# Free air sub enclosure



## Jerry123 (Jul 6, 2018)

I purchased a 10" kenwood marine, free air sub(Kenwood P-WD250MRW), which I would like to mount in the box underneath the seat. I've done some research on free air subs and still can't figure out if they need to be in a sealed enclosure, so the front sound doesn't mix with the rear sound. The box I want to mount it in has an opening on the side for storage and is open on the top. My question is, do I need to seal off the openings, so the front & rear sound waves don't cancel each other out? I've attached a pic. Thanks


----------



## gijoe (Mar 25, 2008)

For free air (IB) to work, you much isolate the front and rear wave. This works really well if you fire subs into the seat backs of a sedan and seal the trunk off from the front. If you can't isolate the front from the rear, then you need to seal off the box.


----------



## SPLEclipse (Aug 17, 2012)

"Free Air" typical means it has a lowish fs, high vas, and high compliance. All of those things contribute to being a good candidate for an infinite baffle install like gi is saying. It also means they will work well in sealed enclosures. Seeing as this is for a boat, you probably don't want a perfectly flat "SQ" style flat response, so putting it in a medium or even smallish sealed enclosure should give a nice big bump in the middle of the passband which lends itself well to that sort of PA sound you need to overcome environmental noise.


----------



## Bayboy (Dec 29, 2010)

Good luck with that one. Unless you can find the true specs for it, you're shooting in the dark. It is designed for infinite baffle in a marine application where most just install it in the cabin walls and leave it be, thus Kenwood probably hasn't provided specs. Unless you find someone that can draw the T/S parameters from it so you can install it into an actual box, expect the performance to be poor. 

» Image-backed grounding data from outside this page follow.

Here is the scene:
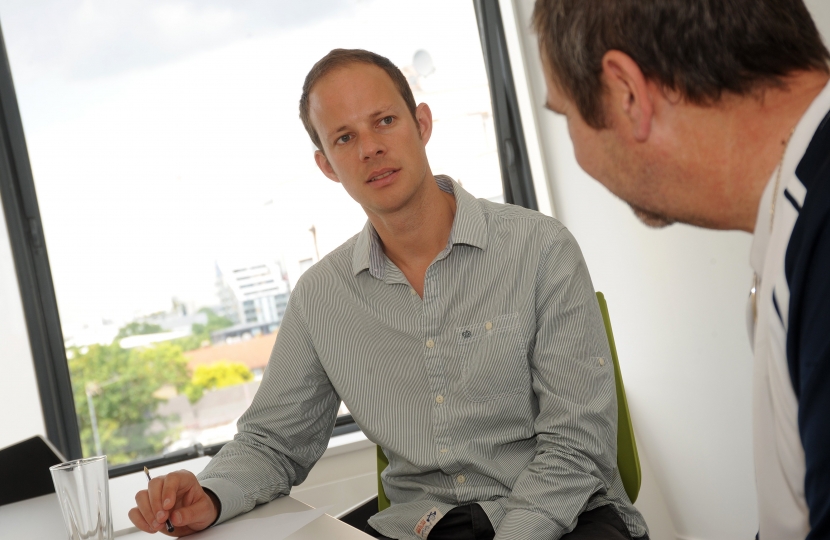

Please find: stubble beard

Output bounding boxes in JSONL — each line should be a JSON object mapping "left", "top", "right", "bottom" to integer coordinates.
{"left": 629, "top": 203, "right": 676, "bottom": 228}
{"left": 620, "top": 160, "right": 677, "bottom": 229}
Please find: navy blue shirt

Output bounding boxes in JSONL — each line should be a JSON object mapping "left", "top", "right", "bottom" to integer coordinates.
{"left": 748, "top": 80, "right": 830, "bottom": 539}
{"left": 786, "top": 108, "right": 830, "bottom": 540}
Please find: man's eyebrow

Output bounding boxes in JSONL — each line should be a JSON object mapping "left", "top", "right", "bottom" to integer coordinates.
{"left": 328, "top": 105, "right": 396, "bottom": 137}
{"left": 370, "top": 105, "right": 395, "bottom": 118}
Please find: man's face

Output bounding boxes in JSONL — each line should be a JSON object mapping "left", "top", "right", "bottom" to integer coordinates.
{"left": 541, "top": 61, "right": 676, "bottom": 228}
{"left": 309, "top": 63, "right": 432, "bottom": 218}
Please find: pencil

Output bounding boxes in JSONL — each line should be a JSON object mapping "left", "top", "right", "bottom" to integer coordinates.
{"left": 144, "top": 466, "right": 175, "bottom": 533}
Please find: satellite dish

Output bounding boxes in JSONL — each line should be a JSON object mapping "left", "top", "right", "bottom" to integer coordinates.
{"left": 413, "top": 49, "right": 435, "bottom": 77}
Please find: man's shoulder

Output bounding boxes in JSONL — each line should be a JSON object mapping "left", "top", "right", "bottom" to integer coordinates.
{"left": 478, "top": 198, "right": 566, "bottom": 238}
{"left": 475, "top": 198, "right": 584, "bottom": 263}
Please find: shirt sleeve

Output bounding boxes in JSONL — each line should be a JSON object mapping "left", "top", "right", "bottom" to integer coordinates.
{"left": 197, "top": 288, "right": 340, "bottom": 525}
{"left": 796, "top": 210, "right": 830, "bottom": 540}
{"left": 496, "top": 227, "right": 619, "bottom": 540}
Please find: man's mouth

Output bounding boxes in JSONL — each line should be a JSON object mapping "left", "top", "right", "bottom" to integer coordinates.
{"left": 368, "top": 169, "right": 399, "bottom": 183}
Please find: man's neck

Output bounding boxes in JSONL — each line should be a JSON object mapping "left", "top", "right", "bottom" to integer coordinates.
{"left": 701, "top": 70, "right": 829, "bottom": 232}
{"left": 368, "top": 175, "right": 457, "bottom": 295}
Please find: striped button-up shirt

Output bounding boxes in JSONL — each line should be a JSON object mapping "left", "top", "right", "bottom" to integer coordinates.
{"left": 198, "top": 176, "right": 648, "bottom": 540}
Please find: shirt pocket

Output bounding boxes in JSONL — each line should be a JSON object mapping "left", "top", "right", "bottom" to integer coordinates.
{"left": 456, "top": 312, "right": 529, "bottom": 402}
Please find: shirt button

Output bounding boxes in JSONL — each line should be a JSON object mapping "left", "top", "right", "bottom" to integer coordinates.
{"left": 410, "top": 288, "right": 417, "bottom": 296}
{"left": 456, "top": 475, "right": 466, "bottom": 484}
{"left": 426, "top": 339, "right": 435, "bottom": 348}
{"left": 439, "top": 448, "right": 448, "bottom": 453}
{"left": 435, "top": 395, "right": 444, "bottom": 404}
{"left": 599, "top": 357, "right": 606, "bottom": 366}
{"left": 485, "top": 321, "right": 493, "bottom": 331}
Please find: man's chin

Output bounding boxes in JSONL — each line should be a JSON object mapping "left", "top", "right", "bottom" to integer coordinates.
{"left": 630, "top": 205, "right": 676, "bottom": 229}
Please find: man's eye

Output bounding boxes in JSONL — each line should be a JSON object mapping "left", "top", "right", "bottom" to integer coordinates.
{"left": 338, "top": 134, "right": 351, "bottom": 144}
{"left": 380, "top": 116, "right": 393, "bottom": 125}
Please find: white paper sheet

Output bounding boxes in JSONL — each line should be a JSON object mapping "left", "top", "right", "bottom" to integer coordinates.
{"left": 117, "top": 506, "right": 329, "bottom": 540}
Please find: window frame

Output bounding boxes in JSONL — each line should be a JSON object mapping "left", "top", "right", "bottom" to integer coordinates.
{"left": 0, "top": 23, "right": 83, "bottom": 460}
{"left": 473, "top": 0, "right": 538, "bottom": 210}
{"left": 0, "top": 1, "right": 536, "bottom": 470}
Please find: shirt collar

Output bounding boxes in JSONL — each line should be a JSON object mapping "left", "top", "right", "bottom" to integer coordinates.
{"left": 750, "top": 78, "right": 830, "bottom": 274}
{"left": 352, "top": 175, "right": 489, "bottom": 279}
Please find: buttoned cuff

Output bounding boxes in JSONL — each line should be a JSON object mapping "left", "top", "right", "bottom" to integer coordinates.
{"left": 199, "top": 477, "right": 247, "bottom": 526}
{"left": 495, "top": 509, "right": 561, "bottom": 540}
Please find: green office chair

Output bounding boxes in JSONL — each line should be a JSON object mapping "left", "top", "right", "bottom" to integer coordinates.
{"left": 596, "top": 292, "right": 642, "bottom": 503}
{"left": 376, "top": 292, "right": 641, "bottom": 512}
{"left": 377, "top": 445, "right": 391, "bottom": 512}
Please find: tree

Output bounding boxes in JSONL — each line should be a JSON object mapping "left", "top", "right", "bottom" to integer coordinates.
{"left": 173, "top": 308, "right": 234, "bottom": 352}
{"left": 68, "top": 342, "right": 190, "bottom": 464}
{"left": 183, "top": 361, "right": 254, "bottom": 403}
{"left": 193, "top": 307, "right": 234, "bottom": 335}
{"left": 116, "top": 321, "right": 164, "bottom": 339}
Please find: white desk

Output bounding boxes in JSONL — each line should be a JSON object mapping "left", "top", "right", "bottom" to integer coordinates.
{"left": 1, "top": 493, "right": 373, "bottom": 539}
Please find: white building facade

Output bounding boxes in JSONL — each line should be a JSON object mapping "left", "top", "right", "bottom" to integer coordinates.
{"left": 215, "top": 260, "right": 291, "bottom": 327}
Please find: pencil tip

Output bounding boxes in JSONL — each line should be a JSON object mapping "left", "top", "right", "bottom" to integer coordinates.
{"left": 144, "top": 466, "right": 149, "bottom": 473}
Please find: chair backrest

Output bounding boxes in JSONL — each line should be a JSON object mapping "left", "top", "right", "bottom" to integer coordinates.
{"left": 376, "top": 292, "right": 641, "bottom": 512}
{"left": 596, "top": 292, "right": 641, "bottom": 503}
{"left": 377, "top": 445, "right": 391, "bottom": 511}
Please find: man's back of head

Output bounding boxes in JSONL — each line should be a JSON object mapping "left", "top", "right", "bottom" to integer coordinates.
{"left": 533, "top": 0, "right": 829, "bottom": 130}
{"left": 533, "top": 0, "right": 830, "bottom": 230}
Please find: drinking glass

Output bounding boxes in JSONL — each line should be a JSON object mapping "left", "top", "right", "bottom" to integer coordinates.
{"left": 49, "top": 456, "right": 113, "bottom": 540}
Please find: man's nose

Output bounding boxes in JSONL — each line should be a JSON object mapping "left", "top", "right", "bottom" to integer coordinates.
{"left": 359, "top": 132, "right": 386, "bottom": 160}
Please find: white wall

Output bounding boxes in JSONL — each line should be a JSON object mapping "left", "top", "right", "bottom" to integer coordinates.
{"left": 508, "top": 1, "right": 830, "bottom": 539}
{"left": 806, "top": 0, "right": 830, "bottom": 41}
{"left": 0, "top": 191, "right": 45, "bottom": 449}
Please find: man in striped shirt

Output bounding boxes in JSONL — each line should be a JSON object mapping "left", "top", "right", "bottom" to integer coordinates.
{"left": 532, "top": 1, "right": 830, "bottom": 538}
{"left": 128, "top": 49, "right": 648, "bottom": 539}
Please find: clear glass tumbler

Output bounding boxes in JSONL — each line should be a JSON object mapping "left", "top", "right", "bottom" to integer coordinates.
{"left": 49, "top": 456, "right": 113, "bottom": 540}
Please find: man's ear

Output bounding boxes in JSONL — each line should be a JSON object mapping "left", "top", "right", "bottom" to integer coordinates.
{"left": 314, "top": 150, "right": 340, "bottom": 183}
{"left": 601, "top": 50, "right": 653, "bottom": 142}
{"left": 415, "top": 103, "right": 433, "bottom": 145}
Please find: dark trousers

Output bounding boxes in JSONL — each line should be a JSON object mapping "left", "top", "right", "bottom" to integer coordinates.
{"left": 365, "top": 503, "right": 648, "bottom": 540}
{"left": 366, "top": 503, "right": 494, "bottom": 540}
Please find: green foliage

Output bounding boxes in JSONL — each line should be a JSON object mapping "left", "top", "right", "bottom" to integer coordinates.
{"left": 170, "top": 333, "right": 205, "bottom": 352}
{"left": 116, "top": 321, "right": 164, "bottom": 340}
{"left": 68, "top": 342, "right": 190, "bottom": 464}
{"left": 68, "top": 308, "right": 238, "bottom": 464}
{"left": 183, "top": 361, "right": 254, "bottom": 403}
{"left": 173, "top": 308, "right": 234, "bottom": 352}
{"left": 194, "top": 307, "right": 234, "bottom": 334}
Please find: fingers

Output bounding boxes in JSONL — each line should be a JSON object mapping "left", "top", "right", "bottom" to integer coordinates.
{"left": 147, "top": 471, "right": 193, "bottom": 523}
{"left": 131, "top": 470, "right": 209, "bottom": 536}
{"left": 170, "top": 495, "right": 214, "bottom": 529}
{"left": 160, "top": 472, "right": 181, "bottom": 511}
{"left": 130, "top": 490, "right": 158, "bottom": 533}
{"left": 128, "top": 507, "right": 155, "bottom": 533}
{"left": 147, "top": 476, "right": 167, "bottom": 521}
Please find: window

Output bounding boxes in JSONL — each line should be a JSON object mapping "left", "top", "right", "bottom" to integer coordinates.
{"left": 0, "top": 0, "right": 533, "bottom": 470}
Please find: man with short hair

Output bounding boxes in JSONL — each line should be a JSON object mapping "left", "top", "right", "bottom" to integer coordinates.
{"left": 128, "top": 48, "right": 648, "bottom": 539}
{"left": 531, "top": 1, "right": 830, "bottom": 538}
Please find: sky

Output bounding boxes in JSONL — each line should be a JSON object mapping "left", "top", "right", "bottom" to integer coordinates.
{"left": 0, "top": 0, "right": 502, "bottom": 339}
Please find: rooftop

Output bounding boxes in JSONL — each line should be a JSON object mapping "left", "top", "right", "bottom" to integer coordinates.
{"left": 184, "top": 331, "right": 277, "bottom": 371}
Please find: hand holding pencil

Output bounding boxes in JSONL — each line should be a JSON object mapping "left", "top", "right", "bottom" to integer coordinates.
{"left": 128, "top": 469, "right": 220, "bottom": 536}
{"left": 144, "top": 467, "right": 175, "bottom": 533}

You might want to look at other options before putting in the time & money to install it. That place under the seat is not IB.


----------



## Jerry123 (Jul 6, 2018)

Thanks for the input guys. Bayboy, why is the box under the seat not IB? Is it because of the openings? I've built plenty of car audio boxes but never messed with free air subs. I found this sub with an amp as a package deal, which had pretty good reviews. As boats can be money pits, I opted to go the cheap route on the bass. I'm not looking to compete, just looking for a little bass instead of nothing. I'll wait till the sub arrives and check out the specs, but probably go with sealing off that whole box under the seat.


----------



## Bayboy (Dec 29, 2010)

Jerry123 said:


> Thanks for the input guys. Bayboy, why is the box under the seat not IB? Is it because of the openings? I've built plenty of car audio boxes but never messed with free air subs. I found this sub with an amp as a package deal, which had pretty good reviews. As boats can be money pits, I opted to go the cheap route on the bass. I'm not looking to compete, just looking for a little bass instead of nothing. I'll wait till the sub arrives and check out the specs, but probably go with sealing off that whole box under the seat.


From your explanation, if I'm picturing it right, it is because of where the hole exits which is back out to where the front wave can meet and cancel it out. As mentioned earlier by others, the front & back wave must be completely separated for IB to work optimally. Now if the sub's rear fired into the hull while the front fired out onto the deck, it would be better. 

As far as sealing up the sides, it could work, but without knowing just how small of a box is too small it becomes a guessing game. You could luck out and get a response that's better than expected, or you could get one that sounds like poop. Also depends on the music you listen to. Got to remember, most of those marine subs are installed into cuddy cabin boats where there is an actual room gain to take advantage of for low end, not on decks playing out into the open. Maybe a small box with a high Q will give you something if you luck out.


----------



## sqshoestring (Jun 19, 2007)

Most IB subs want a large box, I mean large like 2 sq ft for a 10". If you sealed off the sides and top and mounted it in the front with the rear open, well it might work but its far from optimal. If you had a large storage under the rear seat and put it in that it would work, unless you had the seat up. It does not have to be air tight, just way smaller than a port would be. Or put it in the bulkhead cuddy to outside somehow, it really depends on the boat design. I've also done sonotubes for boats, the tubes are much lighter than a wood box. I ported most of them.

The idea with IB subs is roughly...you could use that 2 sq ft box for it, or your 15 sq ft trunk, or your 6 sq ft storage under seat, or the whole cuddy, or.....whatever for a box and it will work fairly well.


----------